Hot glue it. Then try it
Squshy turtle 115 but thats not the myth...
Squshy turtle 115 newbs use hot glue
Legends use acetone
Gods use super glue or a small soldering iron to melt the leggos together.
jack marrtin why in the fuck are you even here then?
Squshy turtle 115 : exactly
camera man: “can we do one more take, i forgot to press record”
R.I.P Grant.
Does it not occur to anyone to use hot glue
Or any glue at all?
even sniff some.
Or super glue?
Why didnt they wrap it with saran wrap then weld steel around it?
because they we're testing a myth about legos and LEGOS ALONE. That means no help form glue or anything they wanted to see if the connection of the bricks ALONE would hold thr ball toghter. This was an experiment and they were successful they tested the theroy of the lego ball.
1:47 That's pretty satisfying to watch.
CrilleMega Thats exactly how I felt lol
CrilleMega same
No. It is not. It is a real pity to see all that amount of Lego bricks and all that time misused building such a big steps in a sphere. Disappointing.
CrilleMega That hurts me when I see that.....
I found it satisfying, not in the way of like "Wow great it broke glad they messed up," but in a way like "Wow that looks really fascinating for some reason."
0:08 How nostalgic, the old youtube player
"to find out if that RUclips video was real" was their first problem
Narrator: "After 2 whole days.. the last big brick is hammered into place."
Girl: "All of us worked around the clock for 2 weeks."
I sense a contradiction..
Yeah i had to take a double take like did she misread the queue cards or something?
They built the megabricks for 12 days, then they hammered them together for 2 days. Simple.

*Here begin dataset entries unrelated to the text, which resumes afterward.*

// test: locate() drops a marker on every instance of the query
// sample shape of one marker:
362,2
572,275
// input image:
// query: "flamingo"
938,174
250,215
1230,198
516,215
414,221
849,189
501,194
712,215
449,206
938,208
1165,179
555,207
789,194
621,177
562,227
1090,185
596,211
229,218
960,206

Omelette Demigod Is that a Phoenix Wright reference?
Rainbow Eyes Why would they need to make megabricks?
Martial Ark O B J E C T I O N it's an Apollo Justice reference.
You forgot your glue!
1000 man hours for 10 seconds of satisfaction, now that’s commitment.
“Another Brick in the Ball” hits on so many levels.
The moment I saw that ball, I knew it was going to split.
Dallin ikr
TBNRpurgs 123 You're so smart. Do you want a cookie kiddo?
Gargle razors
You can't make separate cubes and expect them to hold together, ALL the bricks must be interlocked. And use the longest bricks you can to increase sturdiness.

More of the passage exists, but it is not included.